L’Italien a souligné la performance collective et n’a pas sombré dans le discours victimisant. Mais dans ses mots, transparait l’amertume d’un match volé par une décision controversée. Un air de déjà-vu pour les supporters marseillais, déjà échaudés par les grandes soirées d’Europe où l’arbitrage a souvent joué contre eux.
Ce penalty et les conséquences autour interrogent au-delà même de ce duel. Comment, en 2025, avec la VAR et les ralentis sous tous les angles, peut-on encore discuter de ce type de faute ? La frustration est d’autant plus légitime que l’OM, dont l’effectif est plus limité que celui du PSG ou du Real Madrid cette saison, avait réussi à pousser l’une des meilleures équipes d’Europe dans ses retranchements.

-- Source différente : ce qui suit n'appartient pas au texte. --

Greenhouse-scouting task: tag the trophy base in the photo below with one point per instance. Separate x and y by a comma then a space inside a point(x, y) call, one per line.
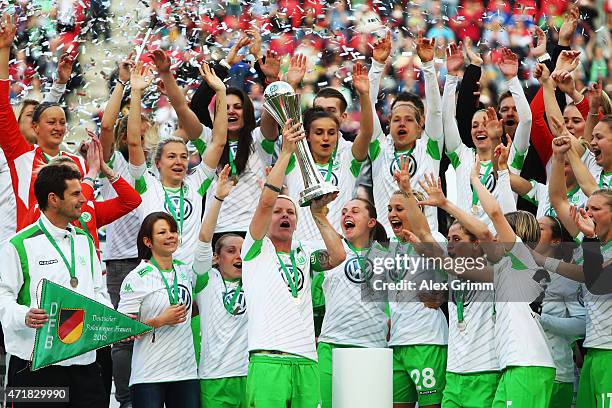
point(314, 192)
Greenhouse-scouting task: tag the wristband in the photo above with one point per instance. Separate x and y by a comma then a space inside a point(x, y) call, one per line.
point(273, 188)
point(543, 58)
point(551, 264)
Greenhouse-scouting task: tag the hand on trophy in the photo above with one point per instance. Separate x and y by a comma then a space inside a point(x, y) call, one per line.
point(292, 133)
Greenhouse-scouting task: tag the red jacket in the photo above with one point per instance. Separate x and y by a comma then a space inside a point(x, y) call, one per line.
point(541, 138)
point(23, 159)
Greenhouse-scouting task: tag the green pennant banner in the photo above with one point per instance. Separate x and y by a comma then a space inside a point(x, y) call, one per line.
point(76, 325)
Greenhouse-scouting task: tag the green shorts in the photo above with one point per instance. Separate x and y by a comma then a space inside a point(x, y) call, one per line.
point(324, 351)
point(525, 387)
point(595, 389)
point(481, 386)
point(419, 374)
point(197, 337)
point(227, 392)
point(562, 395)
point(282, 381)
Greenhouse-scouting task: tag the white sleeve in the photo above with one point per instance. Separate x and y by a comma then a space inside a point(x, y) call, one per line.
point(564, 326)
point(100, 291)
point(202, 260)
point(523, 130)
point(375, 76)
point(505, 196)
point(137, 171)
point(132, 294)
point(452, 138)
point(55, 93)
point(433, 118)
point(12, 314)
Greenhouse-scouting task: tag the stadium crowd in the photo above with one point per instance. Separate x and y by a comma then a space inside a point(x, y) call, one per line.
point(451, 130)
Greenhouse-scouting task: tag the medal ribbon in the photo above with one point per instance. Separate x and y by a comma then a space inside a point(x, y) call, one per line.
point(172, 209)
point(71, 266)
point(229, 306)
point(233, 171)
point(483, 180)
point(360, 260)
point(173, 298)
point(291, 280)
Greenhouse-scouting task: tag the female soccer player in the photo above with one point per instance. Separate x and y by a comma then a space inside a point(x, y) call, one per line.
point(350, 320)
point(224, 355)
point(159, 292)
point(338, 162)
point(406, 138)
point(176, 192)
point(486, 135)
point(419, 332)
point(277, 283)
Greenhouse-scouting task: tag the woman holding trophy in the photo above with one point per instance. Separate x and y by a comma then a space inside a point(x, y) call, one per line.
point(338, 163)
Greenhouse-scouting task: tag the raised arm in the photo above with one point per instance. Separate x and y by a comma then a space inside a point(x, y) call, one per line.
point(509, 67)
point(187, 119)
point(214, 150)
point(140, 80)
point(366, 126)
point(557, 190)
point(64, 71)
point(111, 112)
point(505, 233)
point(433, 119)
point(12, 141)
point(468, 93)
point(272, 187)
point(334, 253)
point(380, 54)
point(454, 62)
point(436, 198)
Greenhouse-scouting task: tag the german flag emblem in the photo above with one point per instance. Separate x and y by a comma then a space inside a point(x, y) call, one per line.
point(70, 326)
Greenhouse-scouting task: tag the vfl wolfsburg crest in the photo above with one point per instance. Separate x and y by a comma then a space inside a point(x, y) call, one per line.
point(354, 273)
point(70, 325)
point(176, 202)
point(396, 164)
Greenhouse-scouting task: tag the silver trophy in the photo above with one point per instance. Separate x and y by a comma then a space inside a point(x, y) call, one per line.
point(281, 101)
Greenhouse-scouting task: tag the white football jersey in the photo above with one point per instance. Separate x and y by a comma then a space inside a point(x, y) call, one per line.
point(277, 320)
point(519, 337)
point(156, 197)
point(167, 354)
point(352, 314)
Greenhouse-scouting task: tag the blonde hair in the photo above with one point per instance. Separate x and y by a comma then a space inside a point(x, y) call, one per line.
point(525, 226)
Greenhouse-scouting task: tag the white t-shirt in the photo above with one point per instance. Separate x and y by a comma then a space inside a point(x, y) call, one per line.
point(121, 235)
point(7, 202)
point(519, 337)
point(277, 320)
point(538, 195)
point(352, 316)
point(562, 299)
point(170, 356)
point(424, 158)
point(412, 322)
point(345, 170)
point(598, 311)
point(472, 350)
point(224, 351)
point(156, 197)
point(239, 205)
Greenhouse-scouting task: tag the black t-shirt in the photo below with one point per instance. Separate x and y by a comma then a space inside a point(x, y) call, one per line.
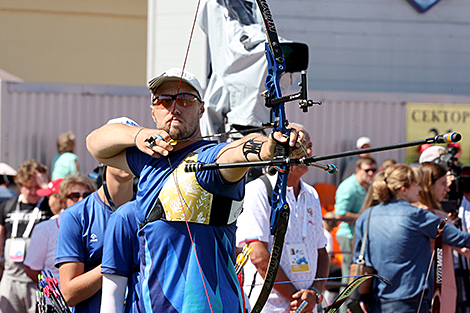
point(8, 208)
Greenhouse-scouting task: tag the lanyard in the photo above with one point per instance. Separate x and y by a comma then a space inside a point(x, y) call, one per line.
point(32, 219)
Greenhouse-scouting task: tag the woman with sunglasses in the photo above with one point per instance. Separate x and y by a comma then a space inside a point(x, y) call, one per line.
point(398, 242)
point(42, 250)
point(434, 190)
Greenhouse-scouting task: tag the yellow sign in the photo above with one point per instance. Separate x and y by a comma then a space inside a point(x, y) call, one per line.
point(425, 120)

Conséquences sur le parcours européen de l’OM
Avec cette défaite, l’Olympique de Marseille compromet une entame idéale dans ce groupe de Ligue des champions, où chaque point comptera pour ambitionner une place en huitièmes. En l’absence de marge de manœuvre, ce genre d’erreurs se paye cher. Rappelons que la rivalité OM-PSG dépasse les frontières hexagonales : chaque saison, les deux clubs sont scrutés pour leurs résultats européens. À l’heure où Paris aligne des ambitions XXL avec Luis Enrique et une attaque remodelée autour de Dembélé et Kolo Muani, le club phocéen ne peut se permettre ce genre de revers injustes.
Heureusement, la dynamique affichée par les hommes de De Zerbi reste encourageante. L’OM a tenu tête à l’un des favoris pour le sacre continental avec courage et intensité, des valeurs chères au peuple marseillais. À eux maintenant de transformer leur frustration en moteur de revanche lors des prochaines journées, à commencer par le choc au Vélodrome contre Galatasaray.
En attendant, cette soirée madrilène restera comme un symbole cruel de l’injustice perçue et du chemin qui reste à parcourir pour rééquilibrer les rapports de force dans cette compétition que l’OM rêve toujours de retrouver tout en haut.